You are so right, Rev.

If there is a greater obscenity in the English language than "working poor," I don't know what it would be.

Beijing York said...

Right on, Rev.

What really gets me beyond the deprivation as a whole is the kids quoted who are upset by their parents fighting.

This is serious Social Safety Net FAIL.

(Food stuff etc. is so very important but this year, we decided to give a family with two young boys tickets to a hockey game. These kids rarely get any of the perks that other better off families get.)

Edstock said...

Right on, Rev.

Kim said...

Out of the mouthes of babes. The unadorned truth. I am not able to help this year, the best I can do is not burden them with my own needs.

Sometimes I despair that the food bank solution is a bandaid really. A feeble attempt to assuage the guilt of the well-heeled, to give them the illusion that they have helped solve the problem.
I have resorted to the food bank once this year. I am grateful for the help, but people should realize that what is distributed every week other than Christmas in no way resembles adequate nutrition, if any at all.

Edstock said...

On this Christmas day, it seems things haven't changed all that much from the days of Charles Dickens.

Noni Mausa said...

The first US foodbank, like so many other indicators that signaled the beginning of the end of the great moderation [http://bit.ly/eJaN89] cropped up in the mid-70s.

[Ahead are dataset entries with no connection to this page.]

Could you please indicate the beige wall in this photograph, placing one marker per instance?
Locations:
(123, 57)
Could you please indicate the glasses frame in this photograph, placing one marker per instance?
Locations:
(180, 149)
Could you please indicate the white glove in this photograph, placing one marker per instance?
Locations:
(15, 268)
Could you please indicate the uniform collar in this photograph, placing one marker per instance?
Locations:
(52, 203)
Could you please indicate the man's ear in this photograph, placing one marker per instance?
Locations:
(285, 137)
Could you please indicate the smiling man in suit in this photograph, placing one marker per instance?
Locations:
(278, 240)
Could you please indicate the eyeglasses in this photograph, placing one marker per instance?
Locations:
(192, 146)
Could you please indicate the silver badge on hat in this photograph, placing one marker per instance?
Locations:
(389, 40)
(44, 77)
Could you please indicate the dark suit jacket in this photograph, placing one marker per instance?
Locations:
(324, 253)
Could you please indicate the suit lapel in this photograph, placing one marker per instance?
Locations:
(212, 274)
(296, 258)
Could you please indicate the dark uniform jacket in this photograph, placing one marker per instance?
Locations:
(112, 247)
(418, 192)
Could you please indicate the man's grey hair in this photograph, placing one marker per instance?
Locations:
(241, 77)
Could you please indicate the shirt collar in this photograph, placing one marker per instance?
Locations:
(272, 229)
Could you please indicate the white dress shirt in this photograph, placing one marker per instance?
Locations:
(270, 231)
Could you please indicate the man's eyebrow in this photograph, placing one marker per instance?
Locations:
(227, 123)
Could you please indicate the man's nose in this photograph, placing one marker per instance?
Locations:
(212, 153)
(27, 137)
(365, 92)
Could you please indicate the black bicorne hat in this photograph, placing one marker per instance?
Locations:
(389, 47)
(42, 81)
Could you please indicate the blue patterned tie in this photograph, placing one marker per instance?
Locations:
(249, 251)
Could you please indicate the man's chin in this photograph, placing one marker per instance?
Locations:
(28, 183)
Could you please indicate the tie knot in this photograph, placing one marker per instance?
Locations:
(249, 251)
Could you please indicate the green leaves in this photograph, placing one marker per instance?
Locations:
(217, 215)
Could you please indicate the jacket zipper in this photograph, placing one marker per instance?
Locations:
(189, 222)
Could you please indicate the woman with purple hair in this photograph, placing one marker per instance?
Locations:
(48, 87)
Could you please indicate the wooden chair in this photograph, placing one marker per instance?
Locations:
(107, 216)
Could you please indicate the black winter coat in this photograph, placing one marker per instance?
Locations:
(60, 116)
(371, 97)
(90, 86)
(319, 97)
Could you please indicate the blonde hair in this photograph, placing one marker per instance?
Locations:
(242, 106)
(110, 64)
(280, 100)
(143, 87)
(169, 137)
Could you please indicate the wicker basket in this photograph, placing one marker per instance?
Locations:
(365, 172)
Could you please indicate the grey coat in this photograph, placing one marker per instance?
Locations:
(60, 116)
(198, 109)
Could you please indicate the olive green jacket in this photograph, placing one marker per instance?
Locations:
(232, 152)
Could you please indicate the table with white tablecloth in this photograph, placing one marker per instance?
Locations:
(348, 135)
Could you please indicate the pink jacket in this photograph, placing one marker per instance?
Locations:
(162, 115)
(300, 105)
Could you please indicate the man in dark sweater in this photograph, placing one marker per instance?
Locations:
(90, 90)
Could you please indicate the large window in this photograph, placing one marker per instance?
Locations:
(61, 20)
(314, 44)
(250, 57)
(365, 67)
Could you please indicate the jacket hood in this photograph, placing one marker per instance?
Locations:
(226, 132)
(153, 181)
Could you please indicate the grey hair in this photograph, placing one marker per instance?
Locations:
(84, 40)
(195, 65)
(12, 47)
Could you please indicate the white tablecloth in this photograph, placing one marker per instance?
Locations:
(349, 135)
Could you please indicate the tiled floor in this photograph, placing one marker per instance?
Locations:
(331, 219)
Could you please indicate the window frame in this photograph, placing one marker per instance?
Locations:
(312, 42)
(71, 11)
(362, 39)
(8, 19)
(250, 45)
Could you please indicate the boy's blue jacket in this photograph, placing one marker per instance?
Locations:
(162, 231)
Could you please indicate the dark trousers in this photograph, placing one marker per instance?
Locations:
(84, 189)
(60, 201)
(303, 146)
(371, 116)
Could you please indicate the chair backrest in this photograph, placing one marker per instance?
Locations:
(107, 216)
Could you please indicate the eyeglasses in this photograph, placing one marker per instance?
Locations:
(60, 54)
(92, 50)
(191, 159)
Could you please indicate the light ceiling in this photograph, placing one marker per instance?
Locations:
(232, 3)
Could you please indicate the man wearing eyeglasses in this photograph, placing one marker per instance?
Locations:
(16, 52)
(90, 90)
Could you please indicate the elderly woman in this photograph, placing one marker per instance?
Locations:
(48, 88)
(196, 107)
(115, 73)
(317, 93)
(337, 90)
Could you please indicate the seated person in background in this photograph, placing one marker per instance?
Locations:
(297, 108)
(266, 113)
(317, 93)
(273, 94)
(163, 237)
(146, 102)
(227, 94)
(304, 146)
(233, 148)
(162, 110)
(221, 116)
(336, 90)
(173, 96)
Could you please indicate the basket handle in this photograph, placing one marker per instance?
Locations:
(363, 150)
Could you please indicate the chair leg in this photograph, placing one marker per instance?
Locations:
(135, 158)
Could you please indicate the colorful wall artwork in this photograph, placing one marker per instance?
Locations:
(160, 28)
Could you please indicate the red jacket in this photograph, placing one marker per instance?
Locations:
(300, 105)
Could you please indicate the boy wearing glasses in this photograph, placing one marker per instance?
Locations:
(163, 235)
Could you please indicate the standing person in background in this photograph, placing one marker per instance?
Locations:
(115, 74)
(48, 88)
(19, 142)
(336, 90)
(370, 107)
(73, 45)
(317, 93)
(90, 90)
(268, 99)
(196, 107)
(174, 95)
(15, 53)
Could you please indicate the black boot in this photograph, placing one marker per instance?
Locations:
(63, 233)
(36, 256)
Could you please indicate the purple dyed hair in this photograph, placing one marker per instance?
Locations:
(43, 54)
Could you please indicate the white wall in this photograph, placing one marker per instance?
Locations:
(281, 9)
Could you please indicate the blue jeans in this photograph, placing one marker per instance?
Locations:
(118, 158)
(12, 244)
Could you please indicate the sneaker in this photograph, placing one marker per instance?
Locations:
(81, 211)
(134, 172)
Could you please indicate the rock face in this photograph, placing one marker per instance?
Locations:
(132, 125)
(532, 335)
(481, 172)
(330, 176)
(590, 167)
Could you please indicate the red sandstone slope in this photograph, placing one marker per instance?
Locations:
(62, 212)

Here in Winnipeg, we have a vibrant foodbank, Winnipeg Harvest, that is perversely flourishing -- five years ago, 37,000 clients per month, and today over 50,000.

Boggles my mine why this doesn't sound huge alarm bells for more thinking people. Why aren't the foodbanks seen as a subsidy to cheapskate businesses and cheapskate social services, allowing them to continue to pay non-living incomes and force nice but rather dumb people to pick up the difference? Shameful.